Earnings prediction with DuPont components and calibration by life cycle

成果类型:
Article
署名作者:
Anderson, Mark; Hyun, Soonchul; Muslu, Volkan; Yu, Dongning
署名单位:
University of Calgary; University of North Carolina; University of North Carolina Greensboro; University of Houston System; University of Houston; Toronto Metropolitan University
刊物名称:
REVIEW OF ACCOUNTING STUDIES
ISSN/ISSBN:
1380-6653
DOI:
10.1007/s11142-022-09748-3
发表日期:
2024
页码:
1456-1490
关键词:
Cash flows information-content stock-prices performance accruals INVESTMENT persistence winners GROWTH MODEL
摘要:
(Soliman, The Accounting Review 83:823-853, 2008) finds that separating return on net operating assets (RNOA) into DuPont components-profit margin and asset turnover-improves prediction of future RNOA. (Dickinson, The Accounting Review 86:1969-1994, 2011) finds that a firm's life-cycle stage explains changes in future RNOA. (Vorst and Yohn, The Accounting Review 93:357-381, 2018) find that life cycle calibration improves prediction more than industry grouping in prediction models that do not include the DuPont components.
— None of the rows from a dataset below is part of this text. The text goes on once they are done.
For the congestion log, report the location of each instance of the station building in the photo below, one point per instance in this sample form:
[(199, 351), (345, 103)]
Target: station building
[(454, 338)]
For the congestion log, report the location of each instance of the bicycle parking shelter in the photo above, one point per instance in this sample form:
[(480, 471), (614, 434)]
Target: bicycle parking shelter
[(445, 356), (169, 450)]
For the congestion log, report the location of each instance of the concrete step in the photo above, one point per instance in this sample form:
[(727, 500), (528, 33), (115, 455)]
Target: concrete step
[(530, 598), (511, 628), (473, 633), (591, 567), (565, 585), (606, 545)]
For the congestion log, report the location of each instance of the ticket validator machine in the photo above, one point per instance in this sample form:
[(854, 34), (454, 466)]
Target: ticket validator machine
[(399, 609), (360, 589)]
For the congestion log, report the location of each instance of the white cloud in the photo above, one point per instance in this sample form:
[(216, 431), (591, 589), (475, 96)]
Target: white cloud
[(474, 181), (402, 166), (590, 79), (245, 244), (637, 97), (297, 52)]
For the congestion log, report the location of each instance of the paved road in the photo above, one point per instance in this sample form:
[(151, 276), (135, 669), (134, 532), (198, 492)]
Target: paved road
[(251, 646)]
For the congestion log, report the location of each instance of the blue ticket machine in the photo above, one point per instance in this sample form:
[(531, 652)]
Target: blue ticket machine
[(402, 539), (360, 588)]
We unite and extend the above studies by using data updated since the early 2000s and performing out-of-sample tests. We show that the DuPont components continue to improve prediction of one-year-ahead RNOA. Industry grouping and life-cycle calibration using the components improve prediction further. The improvement by life-cycle calibration is stronger for mature companies, more R&D-intensive companies, less capital-intensive companies, and companies in less concentrated industries. Sell-side equity analysts and investors appear to initially rely more on basic prediction models than the expanded models that include DuPont components, industry grouping, and life-cycle calibration. While there is some evidence of investor surprise associated with the expanded models, hedge portfolios formed based on the expanded model predictions do not produce abnormal returns.